The Bonds of Catastrope - grandsham
http://www.cabinetmagazine.org/issues/57/burnett.php
======
SkewnessLover
I worked in the cat industry for a few years and I take huge issue with the
author's conclusion.

"Indeed, some specific corporate entities are large enough in themselves to be
meaningful drivers of such changes. Upon which those same entities are now in
a position, potentially, to capitalize, by means of well-placed cat bond bets.
Which, looked at this way, amount to bets on a game in which they are actual
players. "

Let's look at how someone could make money off of a parametrically-triggered
cat bond: 1.) The "profit" is taking out a loan and not being required to
repay it. 2.) The event occurs within the timeframe of the bond (3 years max,
the Artemis site may reveal some longer terms but in my experience most are
relatively short). 3.) The bond issuer has no offsetting exposures (i.e. an
insurance company that does NOT write earthquake insurance issuing an
earthquake bond).

While all of these are theoretically possible, the mechanics of the cat bond
market make all 3 occurring at once highly unlikely and probably a terrible
investment. The bankers selling the bond would have a difficult time finding
buyers for a non-insurance entity. The cat bond being triggered would
immediately focus a lot of attention on the issuer, leading to some pretty
terrible PR. The list goes on.

Simply put, it is a huge unleveraged bet on something the issuer MAY have some
control over.
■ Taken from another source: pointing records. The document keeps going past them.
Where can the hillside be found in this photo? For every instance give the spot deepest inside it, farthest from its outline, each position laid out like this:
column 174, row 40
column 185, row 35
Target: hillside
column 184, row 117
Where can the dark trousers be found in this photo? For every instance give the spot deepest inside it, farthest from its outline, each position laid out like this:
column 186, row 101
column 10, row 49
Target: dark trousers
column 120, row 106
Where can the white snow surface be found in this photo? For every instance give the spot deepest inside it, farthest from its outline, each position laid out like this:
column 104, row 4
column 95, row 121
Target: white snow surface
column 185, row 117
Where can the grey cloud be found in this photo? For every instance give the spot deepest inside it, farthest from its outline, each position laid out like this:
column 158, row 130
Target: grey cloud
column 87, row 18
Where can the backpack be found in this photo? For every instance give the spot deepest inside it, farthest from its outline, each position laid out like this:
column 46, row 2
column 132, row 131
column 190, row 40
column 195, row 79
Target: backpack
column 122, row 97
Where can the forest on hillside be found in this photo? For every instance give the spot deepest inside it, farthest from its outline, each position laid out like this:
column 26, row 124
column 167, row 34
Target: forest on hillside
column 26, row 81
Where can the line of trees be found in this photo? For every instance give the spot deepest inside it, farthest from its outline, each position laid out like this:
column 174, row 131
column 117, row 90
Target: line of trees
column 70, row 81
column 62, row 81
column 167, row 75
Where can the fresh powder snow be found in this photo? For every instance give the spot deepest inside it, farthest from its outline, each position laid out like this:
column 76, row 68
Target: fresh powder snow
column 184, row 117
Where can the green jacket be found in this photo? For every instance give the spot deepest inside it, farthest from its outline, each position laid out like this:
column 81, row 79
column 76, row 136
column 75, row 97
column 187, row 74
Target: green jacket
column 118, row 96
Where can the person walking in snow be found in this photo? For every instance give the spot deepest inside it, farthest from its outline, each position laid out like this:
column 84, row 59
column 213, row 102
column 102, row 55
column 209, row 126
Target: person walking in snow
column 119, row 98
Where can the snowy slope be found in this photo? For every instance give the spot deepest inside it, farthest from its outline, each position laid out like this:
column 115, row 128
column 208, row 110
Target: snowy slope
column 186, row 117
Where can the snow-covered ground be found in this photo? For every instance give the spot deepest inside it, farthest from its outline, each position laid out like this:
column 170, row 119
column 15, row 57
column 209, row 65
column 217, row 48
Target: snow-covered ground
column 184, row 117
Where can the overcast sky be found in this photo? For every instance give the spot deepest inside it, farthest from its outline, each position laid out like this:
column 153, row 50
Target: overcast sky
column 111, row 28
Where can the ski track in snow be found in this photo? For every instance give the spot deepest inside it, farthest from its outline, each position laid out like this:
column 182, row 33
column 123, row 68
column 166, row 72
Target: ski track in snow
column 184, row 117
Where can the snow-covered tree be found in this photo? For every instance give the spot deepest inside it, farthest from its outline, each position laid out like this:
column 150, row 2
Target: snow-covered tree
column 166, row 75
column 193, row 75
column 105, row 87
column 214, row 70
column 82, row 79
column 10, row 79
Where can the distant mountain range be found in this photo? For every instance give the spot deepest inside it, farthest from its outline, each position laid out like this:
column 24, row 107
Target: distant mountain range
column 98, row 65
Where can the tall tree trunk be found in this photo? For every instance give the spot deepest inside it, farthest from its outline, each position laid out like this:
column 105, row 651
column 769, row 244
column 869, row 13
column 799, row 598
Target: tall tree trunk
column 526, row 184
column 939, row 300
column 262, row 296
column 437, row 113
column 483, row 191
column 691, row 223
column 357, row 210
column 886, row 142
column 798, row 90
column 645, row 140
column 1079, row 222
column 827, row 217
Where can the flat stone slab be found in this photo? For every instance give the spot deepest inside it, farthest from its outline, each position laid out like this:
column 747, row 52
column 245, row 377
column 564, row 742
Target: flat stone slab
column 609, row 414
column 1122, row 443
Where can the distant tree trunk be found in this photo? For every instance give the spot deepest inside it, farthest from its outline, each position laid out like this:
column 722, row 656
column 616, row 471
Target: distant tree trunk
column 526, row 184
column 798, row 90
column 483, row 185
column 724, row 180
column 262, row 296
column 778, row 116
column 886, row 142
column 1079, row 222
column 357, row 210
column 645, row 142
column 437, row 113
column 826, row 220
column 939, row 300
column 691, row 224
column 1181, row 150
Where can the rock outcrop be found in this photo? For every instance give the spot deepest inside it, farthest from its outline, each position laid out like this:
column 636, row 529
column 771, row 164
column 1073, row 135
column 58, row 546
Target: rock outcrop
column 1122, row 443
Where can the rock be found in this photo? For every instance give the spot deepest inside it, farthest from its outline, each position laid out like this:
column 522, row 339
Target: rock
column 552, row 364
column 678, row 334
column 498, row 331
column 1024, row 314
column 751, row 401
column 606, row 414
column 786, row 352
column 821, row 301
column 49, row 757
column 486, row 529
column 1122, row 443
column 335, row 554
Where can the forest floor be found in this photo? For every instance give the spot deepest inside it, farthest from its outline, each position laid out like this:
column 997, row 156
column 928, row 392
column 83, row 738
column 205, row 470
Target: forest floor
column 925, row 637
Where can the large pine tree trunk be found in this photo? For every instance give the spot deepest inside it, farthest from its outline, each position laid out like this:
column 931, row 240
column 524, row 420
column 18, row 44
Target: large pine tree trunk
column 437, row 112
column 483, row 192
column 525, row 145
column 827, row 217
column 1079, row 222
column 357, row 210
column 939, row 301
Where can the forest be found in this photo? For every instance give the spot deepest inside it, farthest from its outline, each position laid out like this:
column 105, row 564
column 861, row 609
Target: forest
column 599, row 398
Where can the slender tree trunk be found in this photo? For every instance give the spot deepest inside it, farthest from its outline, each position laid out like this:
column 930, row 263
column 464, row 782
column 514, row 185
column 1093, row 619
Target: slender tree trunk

If an issuer wanted to adversely affect a number of innocent
people for financial gain, there are a lot more profitable ways to do it via
lobbying or other means.

Cat bonds are very interesting and complex instruments and the dominance of a
few catastrophe models is an issue, especially when they are wrong (the
Tuscaloosa and Joplin events led to many investors in a few bonds losing their
principal because the probability of these tail events was grossly
underestimated).

This sounds more like an academic looking for another way to demonize a
socially beneficial area of finance.